Venna – « Misty » feat. Knucks

Morceau présent sur l’EP de Venna EQUINOX sorti en avril 2023, « Misty » pousse Knucks et sa palette sonore, principalement portée par la drill, à se réinventer. En fusionnant des motifs de batterie syncopés avec des éléments de jazz, comme la boucle de piano trébuchante ou l’utilisation d’un saxophone, les deux artistes ont créé une identité musicale se voulant intemporelle. Derrière cette composition aux influences soul se cache Venna, l’un des musiciens les plus talentueux du paysage musical britannique. Il était donc évident qu’il fasse appel au rappeur londonien apparaissant ici à la hauteur de ses ambitions artistiques. Leurs talents reconnus pour produire une musique passionnante qui apporte depuis peu un souffle différent au rap britannique sont d’autant plus réinventés sur le morceau « Misty ». Les deux artistes partagent une vision musicale profonde et ancrée dans l’héritage musical hip-hop, jazz et blues. Knucks appose ces mesures sur un rythme décalé de batterie et accompagné d’un synthé. Une autre palette sonore qui pourrait permettre au duo de s’inscrire dans le temps. – Inès

Black Thought & El Michels Affair – « The Weather »

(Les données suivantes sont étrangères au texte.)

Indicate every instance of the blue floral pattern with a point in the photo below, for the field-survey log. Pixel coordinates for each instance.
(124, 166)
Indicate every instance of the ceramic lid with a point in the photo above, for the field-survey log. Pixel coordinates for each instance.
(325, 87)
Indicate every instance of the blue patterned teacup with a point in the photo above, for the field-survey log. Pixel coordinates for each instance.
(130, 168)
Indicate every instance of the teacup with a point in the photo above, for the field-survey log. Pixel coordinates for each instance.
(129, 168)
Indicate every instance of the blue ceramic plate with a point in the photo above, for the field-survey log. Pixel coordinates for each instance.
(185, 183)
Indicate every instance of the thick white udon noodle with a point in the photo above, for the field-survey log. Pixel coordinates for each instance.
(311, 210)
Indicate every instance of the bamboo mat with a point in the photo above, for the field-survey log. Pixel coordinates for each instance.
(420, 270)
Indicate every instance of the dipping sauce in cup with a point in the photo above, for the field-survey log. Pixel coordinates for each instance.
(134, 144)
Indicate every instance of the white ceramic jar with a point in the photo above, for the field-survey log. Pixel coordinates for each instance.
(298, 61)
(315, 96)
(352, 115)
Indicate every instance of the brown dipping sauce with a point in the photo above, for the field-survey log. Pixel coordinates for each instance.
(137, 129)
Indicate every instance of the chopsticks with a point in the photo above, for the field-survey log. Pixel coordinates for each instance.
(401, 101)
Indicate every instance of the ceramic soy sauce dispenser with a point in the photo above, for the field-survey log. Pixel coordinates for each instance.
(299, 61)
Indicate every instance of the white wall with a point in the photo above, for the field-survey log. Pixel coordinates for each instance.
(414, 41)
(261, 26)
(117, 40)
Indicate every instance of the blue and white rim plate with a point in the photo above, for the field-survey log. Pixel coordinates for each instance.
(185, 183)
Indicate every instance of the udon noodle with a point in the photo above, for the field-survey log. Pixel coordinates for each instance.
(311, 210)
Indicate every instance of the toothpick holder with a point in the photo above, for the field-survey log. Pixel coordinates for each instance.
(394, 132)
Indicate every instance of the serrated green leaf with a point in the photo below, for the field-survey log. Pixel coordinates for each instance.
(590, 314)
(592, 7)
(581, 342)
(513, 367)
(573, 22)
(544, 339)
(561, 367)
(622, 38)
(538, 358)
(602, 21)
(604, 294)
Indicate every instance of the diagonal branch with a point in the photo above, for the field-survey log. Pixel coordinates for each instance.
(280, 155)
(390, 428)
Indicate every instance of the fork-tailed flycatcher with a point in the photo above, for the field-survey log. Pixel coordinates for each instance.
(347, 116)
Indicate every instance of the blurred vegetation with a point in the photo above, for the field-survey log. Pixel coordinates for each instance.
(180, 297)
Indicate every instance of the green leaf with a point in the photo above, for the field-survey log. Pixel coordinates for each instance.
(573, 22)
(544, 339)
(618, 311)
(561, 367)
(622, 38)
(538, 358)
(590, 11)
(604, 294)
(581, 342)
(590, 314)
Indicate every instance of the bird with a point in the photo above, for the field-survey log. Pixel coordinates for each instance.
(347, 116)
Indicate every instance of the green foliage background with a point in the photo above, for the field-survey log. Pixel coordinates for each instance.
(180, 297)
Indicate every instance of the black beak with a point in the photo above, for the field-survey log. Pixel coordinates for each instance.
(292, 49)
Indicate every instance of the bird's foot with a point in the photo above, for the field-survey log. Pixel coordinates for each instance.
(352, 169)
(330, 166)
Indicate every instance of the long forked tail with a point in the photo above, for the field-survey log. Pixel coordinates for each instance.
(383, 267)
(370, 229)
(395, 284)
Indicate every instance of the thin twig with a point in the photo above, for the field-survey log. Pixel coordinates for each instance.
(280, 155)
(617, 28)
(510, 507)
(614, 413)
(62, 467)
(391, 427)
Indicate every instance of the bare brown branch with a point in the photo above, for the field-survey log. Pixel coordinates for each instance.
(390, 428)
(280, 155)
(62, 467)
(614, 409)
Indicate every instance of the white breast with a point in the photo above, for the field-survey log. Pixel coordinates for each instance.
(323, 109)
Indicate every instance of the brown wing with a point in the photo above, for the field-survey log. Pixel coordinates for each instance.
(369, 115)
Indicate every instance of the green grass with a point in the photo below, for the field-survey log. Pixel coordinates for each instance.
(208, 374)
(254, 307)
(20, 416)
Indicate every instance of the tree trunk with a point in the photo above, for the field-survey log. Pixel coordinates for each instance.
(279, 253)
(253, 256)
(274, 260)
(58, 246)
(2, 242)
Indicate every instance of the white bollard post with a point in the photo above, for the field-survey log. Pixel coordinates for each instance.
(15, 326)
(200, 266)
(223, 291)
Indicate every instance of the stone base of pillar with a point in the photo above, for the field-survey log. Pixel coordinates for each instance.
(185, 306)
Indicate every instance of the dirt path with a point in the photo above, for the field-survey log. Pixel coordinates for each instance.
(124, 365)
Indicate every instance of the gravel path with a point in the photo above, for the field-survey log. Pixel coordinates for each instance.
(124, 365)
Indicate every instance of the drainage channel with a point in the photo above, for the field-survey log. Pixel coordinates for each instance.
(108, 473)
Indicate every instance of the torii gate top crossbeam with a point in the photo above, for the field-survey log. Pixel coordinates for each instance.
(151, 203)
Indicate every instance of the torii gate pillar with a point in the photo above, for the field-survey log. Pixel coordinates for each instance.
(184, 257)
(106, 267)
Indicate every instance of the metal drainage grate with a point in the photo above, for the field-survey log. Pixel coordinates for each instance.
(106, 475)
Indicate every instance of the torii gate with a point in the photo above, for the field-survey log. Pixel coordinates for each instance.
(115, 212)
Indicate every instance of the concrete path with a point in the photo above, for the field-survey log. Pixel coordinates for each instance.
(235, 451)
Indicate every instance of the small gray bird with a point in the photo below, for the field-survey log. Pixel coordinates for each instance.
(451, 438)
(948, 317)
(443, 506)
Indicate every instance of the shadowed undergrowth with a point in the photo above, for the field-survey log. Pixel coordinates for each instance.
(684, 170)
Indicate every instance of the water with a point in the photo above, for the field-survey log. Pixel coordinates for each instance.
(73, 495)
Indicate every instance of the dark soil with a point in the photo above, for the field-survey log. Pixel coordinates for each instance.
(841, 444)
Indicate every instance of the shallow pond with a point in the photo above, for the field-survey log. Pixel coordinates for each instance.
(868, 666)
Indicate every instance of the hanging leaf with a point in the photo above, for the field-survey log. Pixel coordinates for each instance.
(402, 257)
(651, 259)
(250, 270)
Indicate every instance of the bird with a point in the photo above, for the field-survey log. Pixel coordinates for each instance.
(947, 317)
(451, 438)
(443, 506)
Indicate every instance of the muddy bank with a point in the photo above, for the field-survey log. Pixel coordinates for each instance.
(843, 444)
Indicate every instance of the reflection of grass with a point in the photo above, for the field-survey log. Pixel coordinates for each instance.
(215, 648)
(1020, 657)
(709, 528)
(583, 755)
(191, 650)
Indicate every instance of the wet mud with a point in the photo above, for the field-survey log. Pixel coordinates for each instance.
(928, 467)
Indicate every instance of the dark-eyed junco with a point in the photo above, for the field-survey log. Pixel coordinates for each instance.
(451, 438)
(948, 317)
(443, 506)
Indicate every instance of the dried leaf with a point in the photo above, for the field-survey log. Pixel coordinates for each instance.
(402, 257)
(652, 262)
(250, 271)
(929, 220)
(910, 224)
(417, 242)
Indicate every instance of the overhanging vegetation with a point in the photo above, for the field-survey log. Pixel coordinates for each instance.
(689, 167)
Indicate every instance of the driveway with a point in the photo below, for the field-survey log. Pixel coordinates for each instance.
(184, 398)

Rap cinématographique, « The Weather » dépeint un espace-temps de manière précise et vivante. Sous l’élocution impeccable de Black Thought, c’est tout un block de South Philadelphia durant les années 70 qui prend forme. Black Thought contient ainsi tout l’attirail du réalisateur dans son esprit et son organe vocal. Pas besoin de caméra ni de lumière additionnelle ou de maquillage. Le membre de The Roots se rapproche d’ailleurs plus du peintre que du cameraman grâce à une science sophistiquée de la rime  : « Them old heads be shootin’ craps and droppin’ jewelry / In high tops sneakers and slacks, but it’s a eulogy ». Le portrait qu’il dresse au fur et à mesure de ses coups de pinceau se construit dans l’imaginaire, et surtout dans les souvenirs pour ceux et celles ayant partagé les mêmes étés caniculaires, les mêmes marches d’escaliers en marbre, les mêmes playgrounds. Une performance à deux vitesses et en one shot qui impressionne Leon Michels, l’homme derrière le band El Michels Affair, lors de la prise de son, qualifiant le rappeur de « savant » et allant jusqu’à le comparer à Charlie Parker. Et si le morceau fonctionne autant, comme tout l’album Glorious Game, c’est aussi grâce au talent du producteur derrière le label Big Crown, celui qui perfectionne sa cinematic soul avec Menahan Street Band ou The Dap Kings, entre autres. Sur « The Weather », il s’inspire du morceau « Don’t cry » de J Dilla, ralentissant et accélérant la boucle d’une de ses propres compositions abandonnées. Un changement de cadence que Black Thought surmonte sans effort, créant une torsion supplémentaire du temps dans un morceau qui s’écoute soit comme une madeleine de Proust soit comme une performance bluffante. Ou les deux. – JulDelaVirgule

Armani White – « Billie Eilish Legends Mix » feat. Ludacris, Busta Rhymes et N.O.R.E.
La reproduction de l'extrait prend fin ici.